According to Oxfam’s latest report, “The number of billionaires has doubled since the financial crisis and their fortunes grow by $2.5bn a day”. This is not something to be lamented - it is something to be celebrated! The gap between rich and poor is irrelevant. Compared to a billionaire, a millionaire is poor. As economist Julian Simon stated, “Data on the absolute gap between yearly incomes of the rich and poor countries are beside the point; widening is inevitable if all get rich at the same proportional rate, and the absolute gap can increase even if the poor improve their incomes at a faster proportional rate than the rich.”
Oxfam’s obsession with redistributing the wealth of the rich overlooks the tremendous strides that the world has made in recent decades to eliminate poverty. The World Bank classifies persons with incomes of less than $1.90 per day as living in extreme poverty. It demonstrates that extreme poverty in the developing world has shrunk from 57% in 1980 to 35% in 2000 and 10% in 2015. The World Bank’s preliminary forecast is that extreme poverty declined to 8.6% in 2018. As the World Bank Group’s former President Jim Yong Kim stated, “Over the last 25 years, more than a billion people have lifted themselves out of extreme poverty, and the global poverty rate is now lower than it has ever been in recorded history. This is one of the greatest human achievements of our time”. For an organisation that purports to be focused on eliminating poverty, Oxfam strangely overlooks the fact that the world is on the cusp of a historic feat – the complete eradication of extreme poverty.
This remarkable achievement has been thanks to the wider adoption of more open trade and free market policies that promote individual liberties. According to the Fraser Institute, “The developing countries that moved most markedly toward economic freedom achieved both strong economic growth and substantial reductions in poverty. This indicates that an institutional and policy environment consistent with economic freedom is an important ingredient of progress against poverty”. In simple terms, if you are poor, the best place to live is in economically free societies where government intervention is kept to a minimum. That is why millions of people trying to escape despotic nations controlled by overbearing states seek refuge in the most economically free nations on earth.

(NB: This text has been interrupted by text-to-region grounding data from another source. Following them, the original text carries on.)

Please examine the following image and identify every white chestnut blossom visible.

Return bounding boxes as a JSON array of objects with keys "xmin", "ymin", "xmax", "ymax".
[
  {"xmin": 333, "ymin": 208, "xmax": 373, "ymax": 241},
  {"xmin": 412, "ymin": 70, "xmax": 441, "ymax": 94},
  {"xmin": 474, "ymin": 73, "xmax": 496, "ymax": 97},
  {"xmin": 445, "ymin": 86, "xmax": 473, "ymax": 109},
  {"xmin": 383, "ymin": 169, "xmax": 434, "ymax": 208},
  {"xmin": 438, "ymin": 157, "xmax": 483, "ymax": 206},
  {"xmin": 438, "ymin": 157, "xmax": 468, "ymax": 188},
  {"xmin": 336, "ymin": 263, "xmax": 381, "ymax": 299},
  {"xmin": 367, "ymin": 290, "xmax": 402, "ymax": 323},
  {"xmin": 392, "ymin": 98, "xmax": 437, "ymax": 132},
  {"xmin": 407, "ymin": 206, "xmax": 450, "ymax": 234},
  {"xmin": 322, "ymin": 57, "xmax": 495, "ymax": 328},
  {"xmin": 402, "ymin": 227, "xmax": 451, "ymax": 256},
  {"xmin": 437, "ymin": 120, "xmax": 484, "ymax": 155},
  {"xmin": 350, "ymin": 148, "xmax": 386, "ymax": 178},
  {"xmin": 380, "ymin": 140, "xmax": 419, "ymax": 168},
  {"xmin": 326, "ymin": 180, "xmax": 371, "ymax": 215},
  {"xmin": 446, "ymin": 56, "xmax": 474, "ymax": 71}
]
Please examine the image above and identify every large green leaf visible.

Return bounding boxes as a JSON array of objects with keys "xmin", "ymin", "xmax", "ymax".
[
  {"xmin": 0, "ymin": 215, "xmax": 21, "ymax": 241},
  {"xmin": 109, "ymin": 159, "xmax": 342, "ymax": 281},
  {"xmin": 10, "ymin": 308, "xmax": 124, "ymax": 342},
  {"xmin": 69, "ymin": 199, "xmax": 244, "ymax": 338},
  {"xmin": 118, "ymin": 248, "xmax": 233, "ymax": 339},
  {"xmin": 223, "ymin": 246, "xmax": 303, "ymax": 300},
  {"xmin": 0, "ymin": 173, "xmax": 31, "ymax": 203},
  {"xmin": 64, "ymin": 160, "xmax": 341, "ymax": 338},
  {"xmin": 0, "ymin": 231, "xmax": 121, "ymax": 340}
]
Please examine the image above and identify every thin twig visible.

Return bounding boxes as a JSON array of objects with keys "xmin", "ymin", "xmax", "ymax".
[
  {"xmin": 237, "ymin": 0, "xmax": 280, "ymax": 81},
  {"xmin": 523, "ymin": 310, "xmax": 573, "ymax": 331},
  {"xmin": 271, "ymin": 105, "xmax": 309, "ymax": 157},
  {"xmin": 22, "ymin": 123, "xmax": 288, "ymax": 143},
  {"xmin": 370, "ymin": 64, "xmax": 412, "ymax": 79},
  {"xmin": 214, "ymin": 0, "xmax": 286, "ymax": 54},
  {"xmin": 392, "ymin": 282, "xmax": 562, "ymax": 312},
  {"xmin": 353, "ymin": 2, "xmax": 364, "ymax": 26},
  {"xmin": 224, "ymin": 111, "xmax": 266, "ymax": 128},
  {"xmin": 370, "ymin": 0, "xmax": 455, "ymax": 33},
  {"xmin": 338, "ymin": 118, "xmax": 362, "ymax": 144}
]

In addition to its proposals on how wealth and income should be redistributed, Oxfam calls on governments to “curb corporate tax dodging” by implementing “a much more ambitious set of global reforms…that reverse the race to the bottom on corporate tax”. But companies do not pay taxes. People pay taxes. Most large corporations are owned by shareholders (people) and groups of people such as government employees through their pension funds. Since pension and mutual funds are simply collections of the savings of millions of middle-and low-income individuals, when Oxfam calls for increased taxes or complains that companies are not paying their “fair share”, they are in fact calling for reduced dividends, pension fund pay-outs and so on. High corporate tax rates reduce the returns on the investments and life savings of individuals.
If, as a shareholder, you do not like the idea of a company trying to maximise your returns, just sell your shares. Nobody forces anyone to invest in any company. What could be more democratic? In contrast, try and not pay your taxes — you will almost certainly be hauled off to prison. Most studies show that a portion of corporate tax is passed on to workers in the form of lower wages and benefits. Future wages are also adversely affected because high corporate tax rates retard capital formation and decrease overall investment. Inevitably, this has a negative effect on future labour productivity and wages.
Scapegoating the rich and focussing on income inequality misdiagnoses the problem and shifts attention away from the real causes of poverty. To permanently help the poor, history demonstrates that what is required are greater levels of economic freedom characterised by less government intervention. This is the proven and surest path to increased economic prosperity. A cynical observer might ask why Oxfam keeps on giving governments such bad advice. Perhaps it is because Oxfam is only all too aware that if governments keep liberalising and world economies keep growing, it will then be out of a job.